Re: Questions about the patch 054aa8d439b9 ("fget: check that the fd still exists after getting a ref to it")

From: libaokun (A)
Date: Sun Jan 09 2022 - 20:26:09 EST


Happy New Year!

ping

在 2021/12/22 18:32, libaokun (A) 写道:
From: Linus Torvalds <torvalds@xxxxxxxxxxxxxxxxxxxx>
Date: Wed, 1 Dec 2021 10:06:14 -0800
Subject: fget: check that the fd still exists after getting a ref to it

Jann Horn points out that there is another possible race wrt Unix domain
socket garbage collection, somewhat reminiscent of the one fixed in
commit cbcf01128d0a ("af_unix: fix garbage collect vs MSG_PEEK").

See the extended comment about the garbage collection requirements added
to unix_peek_fds() by that commit for details.
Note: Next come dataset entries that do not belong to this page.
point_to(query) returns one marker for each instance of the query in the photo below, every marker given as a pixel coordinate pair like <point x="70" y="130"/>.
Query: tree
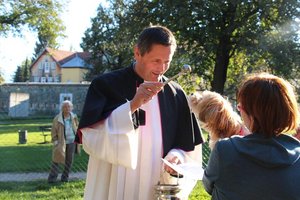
<point x="1" y="77"/>
<point x="39" y="16"/>
<point x="221" y="39"/>
<point x="18" y="75"/>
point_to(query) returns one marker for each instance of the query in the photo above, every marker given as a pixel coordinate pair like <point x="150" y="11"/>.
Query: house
<point x="60" y="66"/>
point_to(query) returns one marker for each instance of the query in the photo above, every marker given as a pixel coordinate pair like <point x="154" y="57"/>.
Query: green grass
<point x="36" y="157"/>
<point x="72" y="190"/>
<point x="41" y="190"/>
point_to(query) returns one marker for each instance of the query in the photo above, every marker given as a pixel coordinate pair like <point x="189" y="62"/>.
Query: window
<point x="47" y="67"/>
<point x="43" y="79"/>
<point x="65" y="96"/>
<point x="40" y="65"/>
<point x="53" y="65"/>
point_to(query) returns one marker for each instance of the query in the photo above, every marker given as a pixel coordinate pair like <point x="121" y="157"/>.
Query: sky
<point x="76" y="17"/>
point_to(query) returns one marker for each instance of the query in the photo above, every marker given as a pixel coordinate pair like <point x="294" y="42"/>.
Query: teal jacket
<point x="254" y="168"/>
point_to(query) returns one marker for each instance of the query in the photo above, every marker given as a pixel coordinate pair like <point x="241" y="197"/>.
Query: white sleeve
<point x="114" y="140"/>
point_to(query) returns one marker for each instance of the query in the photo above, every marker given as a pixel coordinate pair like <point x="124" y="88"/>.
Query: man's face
<point x="152" y="65"/>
The race comes from how we can locklessly look up a file descriptor just
as it is in the process of being closed, and with the right artificial
timing (Jann added a few strategic 'mdelay(500)' calls to do that), the
Unix domain socket garbage collector could see the reference count
decrement of the close() happen before fget() took its reference to the
file and the file was attached onto a new file descriptor.

I analyzed this CVE and tried to reproduce it.
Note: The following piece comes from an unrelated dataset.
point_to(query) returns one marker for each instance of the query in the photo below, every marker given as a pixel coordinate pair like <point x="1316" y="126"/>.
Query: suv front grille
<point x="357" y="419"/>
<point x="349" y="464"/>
I guess he triggered it like the stack below.


close_fd                               |
 pick_file                             |
                                       | __fget_files
file = files_lookup_fd_rcu(files, fd); |
                                       | rcu_assign_pointer(fdt->fd[fd], NULL);
 filp_close                            |
  fput                                 |
                                       | get_file_rcu_many // ned ref>=1
   fput_many(file, 1);                 |
    file_free(file);                   |
                                       |  return file
                                       |  // read-after-free



If you want to successfully execute the get_file_rcu_many function,

the reference counting of the file is greater than or equal to 1 and

is greater than or equal to 2 after the execution.

However, close releases only one reference count and does not release the file,

so read-after-free does not occur. So how is the race triggered here?
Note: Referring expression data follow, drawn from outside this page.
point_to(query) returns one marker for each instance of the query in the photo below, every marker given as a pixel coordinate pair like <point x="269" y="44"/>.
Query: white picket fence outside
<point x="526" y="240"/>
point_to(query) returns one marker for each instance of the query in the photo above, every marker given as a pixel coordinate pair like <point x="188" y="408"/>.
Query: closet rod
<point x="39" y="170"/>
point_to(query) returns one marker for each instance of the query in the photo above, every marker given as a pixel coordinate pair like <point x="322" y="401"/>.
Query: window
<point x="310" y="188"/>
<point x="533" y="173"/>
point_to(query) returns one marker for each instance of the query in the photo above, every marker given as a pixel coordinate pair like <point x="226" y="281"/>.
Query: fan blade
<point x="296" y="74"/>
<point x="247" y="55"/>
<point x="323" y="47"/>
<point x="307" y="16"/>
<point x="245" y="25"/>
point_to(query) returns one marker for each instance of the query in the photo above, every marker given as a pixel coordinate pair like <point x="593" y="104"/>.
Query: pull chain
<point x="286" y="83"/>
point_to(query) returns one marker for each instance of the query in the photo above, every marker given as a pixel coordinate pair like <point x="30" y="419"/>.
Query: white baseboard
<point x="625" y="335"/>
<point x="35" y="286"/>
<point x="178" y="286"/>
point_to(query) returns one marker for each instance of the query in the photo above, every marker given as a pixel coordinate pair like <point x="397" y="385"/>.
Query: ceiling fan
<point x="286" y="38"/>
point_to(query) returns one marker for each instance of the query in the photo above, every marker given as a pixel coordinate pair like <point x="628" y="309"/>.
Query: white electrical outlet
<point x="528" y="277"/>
The question has been pondered for a long time without any results.

Could I get more details (e.g. reproduction methods or stacks) from you ?

I would appreciate it if you could help me.


This is all (intentionally) correct on the 'struct file *' side, with
RCU lookups and lockless reference counting very much part of the
design. Getting that reference count out of order isn't a problem per
se.

But the garbage collector can get confused by seeing this situation of
having seen a file not having any remaining external references and then
seeing it being attached to an fd.

In commit cbcf01128d0a ("af_unix: fix garbage collect vs MSG_PEEK") the
fix was to serialize the file descriptor install with the garbage
collector by taking and releasing the unix_gc_lock.

That's not really an option here, but since this all happens when we are
in the process of looking up a file descriptor, we can instead simply
just re-check that the file hasn't been closed in the meantime, and just
re-do the lookup if we raced with a concurrent close() of the same file
descriptor.

Reported-and-tested-by: Jann Horn <jannh@xxxxxxxxxx>
Acked-by: Miklos Szeredi <mszeredi@xxxxxxxxxx>
Signed-off-by: Linus Torvalds <torvalds@xxxxxxxxxxxxxxxxxxxx>
---
fs/file.c | 4 ++++
1 file changed, 4 insertions(+)

diff --git a/fs/file.c b/fs/file.c
index 8627dacfc4246..ad4a8bf3cf109 100644
--- a/fs/file.c
+++ b/fs/file.c
@@ -858,6 +858,10 @@ loop:
file = NULL;
else if (!get_file_rcu_many(file, refs))
goto loop;
+ else if (files_lookup_fd_raw(files, fd) != file) {
+ fput_many(file, refs);
+ goto loop;
+ }
}
rcu_read_unlock();
-- cgit 1.2.3-1.el7

Looking forward to hearing from you.

Thank you!